Having made my choice, I was ready to introduce the new puppy into the pack. But with puppies, every first impression is important, so I had to do it right the first time. Attracted by the food, the mini Marley happily followed me toward the inner area of the Dog Psychology Center, to the fence behind which the pack eagerly awaited their newest and youngest member. He sniffed the fence cautiously, then his tail started to wag. If he had been too excited or too bold, the pack would have perceived it as a negative, but the little guy kept his head held low, in a respectful manner. He was ready.

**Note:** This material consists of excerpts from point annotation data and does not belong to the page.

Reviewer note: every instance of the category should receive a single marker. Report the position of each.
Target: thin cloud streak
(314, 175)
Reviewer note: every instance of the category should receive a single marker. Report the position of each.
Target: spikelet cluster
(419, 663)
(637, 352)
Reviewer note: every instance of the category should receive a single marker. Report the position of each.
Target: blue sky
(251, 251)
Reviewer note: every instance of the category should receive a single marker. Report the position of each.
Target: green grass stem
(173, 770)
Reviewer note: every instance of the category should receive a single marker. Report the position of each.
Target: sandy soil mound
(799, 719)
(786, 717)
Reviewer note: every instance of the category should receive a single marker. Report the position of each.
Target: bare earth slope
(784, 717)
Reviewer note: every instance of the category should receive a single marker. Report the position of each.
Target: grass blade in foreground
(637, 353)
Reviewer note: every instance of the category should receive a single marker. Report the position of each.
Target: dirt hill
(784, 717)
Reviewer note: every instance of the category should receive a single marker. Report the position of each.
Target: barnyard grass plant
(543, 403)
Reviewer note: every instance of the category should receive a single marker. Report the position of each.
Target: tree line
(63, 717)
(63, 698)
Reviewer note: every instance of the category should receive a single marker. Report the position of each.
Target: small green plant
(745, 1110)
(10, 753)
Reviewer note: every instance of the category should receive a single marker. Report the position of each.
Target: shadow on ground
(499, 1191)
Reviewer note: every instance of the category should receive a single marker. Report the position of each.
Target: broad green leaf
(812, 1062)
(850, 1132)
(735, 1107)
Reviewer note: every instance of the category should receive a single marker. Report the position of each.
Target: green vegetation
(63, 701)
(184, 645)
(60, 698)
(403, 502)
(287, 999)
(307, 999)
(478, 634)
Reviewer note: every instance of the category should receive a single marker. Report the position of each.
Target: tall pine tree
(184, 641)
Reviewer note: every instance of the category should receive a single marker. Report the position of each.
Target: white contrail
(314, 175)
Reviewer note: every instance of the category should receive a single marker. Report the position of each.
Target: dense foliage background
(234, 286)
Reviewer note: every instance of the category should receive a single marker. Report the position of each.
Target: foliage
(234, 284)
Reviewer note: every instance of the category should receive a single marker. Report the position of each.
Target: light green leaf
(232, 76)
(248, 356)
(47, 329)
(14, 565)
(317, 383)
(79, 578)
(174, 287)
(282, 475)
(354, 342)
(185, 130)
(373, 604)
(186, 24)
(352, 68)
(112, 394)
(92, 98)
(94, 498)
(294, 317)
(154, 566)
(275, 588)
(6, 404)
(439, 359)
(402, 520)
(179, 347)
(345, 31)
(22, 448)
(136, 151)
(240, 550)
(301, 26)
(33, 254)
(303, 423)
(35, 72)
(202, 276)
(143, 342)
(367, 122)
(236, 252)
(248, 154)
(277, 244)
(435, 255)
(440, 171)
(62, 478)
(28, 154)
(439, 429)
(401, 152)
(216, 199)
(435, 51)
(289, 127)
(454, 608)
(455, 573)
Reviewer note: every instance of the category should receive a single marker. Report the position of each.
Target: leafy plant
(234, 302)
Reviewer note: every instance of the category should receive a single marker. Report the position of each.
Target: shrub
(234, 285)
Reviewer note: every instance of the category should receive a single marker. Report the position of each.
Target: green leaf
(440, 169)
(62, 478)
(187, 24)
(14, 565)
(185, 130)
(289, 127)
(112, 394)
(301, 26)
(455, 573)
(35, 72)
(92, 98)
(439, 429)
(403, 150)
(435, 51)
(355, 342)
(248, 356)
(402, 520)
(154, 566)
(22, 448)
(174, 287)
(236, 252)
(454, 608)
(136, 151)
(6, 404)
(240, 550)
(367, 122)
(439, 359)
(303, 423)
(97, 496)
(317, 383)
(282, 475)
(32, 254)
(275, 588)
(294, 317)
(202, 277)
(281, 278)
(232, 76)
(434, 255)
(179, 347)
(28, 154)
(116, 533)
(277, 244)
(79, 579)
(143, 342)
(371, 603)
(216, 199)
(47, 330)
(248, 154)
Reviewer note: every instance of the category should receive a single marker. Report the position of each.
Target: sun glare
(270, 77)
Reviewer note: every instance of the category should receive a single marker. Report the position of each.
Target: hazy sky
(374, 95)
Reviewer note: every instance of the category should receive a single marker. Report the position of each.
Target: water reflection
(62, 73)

A quick note here about puppy health and safety (which we’ll consider in more depth in future chapters). Before introducing the new Labrador puppy to my pack, the ladies from SCLRR and I had to be sure that the health of the puppy and the health of my other dogs were being protected. The SCLRR volunteers first made sure that both puppies had clean bills of health and had their first two rounds of shots. Even with shots, however, a pup’s immune system is still developing until four months of age, and it is during these crucial months that he is still susceptible to diseases, particularly the parvovirus. Parvo is passed through the feces of infected dogs. Therefore, before SCLRR would sign off on allowing whichever puppy I chose to interact with my dogs, SCLRR wanted me to verify that all the dogs at the Dog Psychology Center were also up-to-date on their immunizations, that our facility was sanitary, and that we had not had any recent outbreaks of parvo or other contagious diseases. Once the SCLRR volunteers were sure of this, they okayed the Labrador to be with my dogs. In this case, there were two parties—the rescuers and the new adoptive owner—looking out for the puppy’s health and welfare. We must be responsibly cautious during this window of a puppy’s life, while his immune system is still developing, but at the same time, we can’t deprive him of normal socialization experiences, which are equally as important to his overall well-being.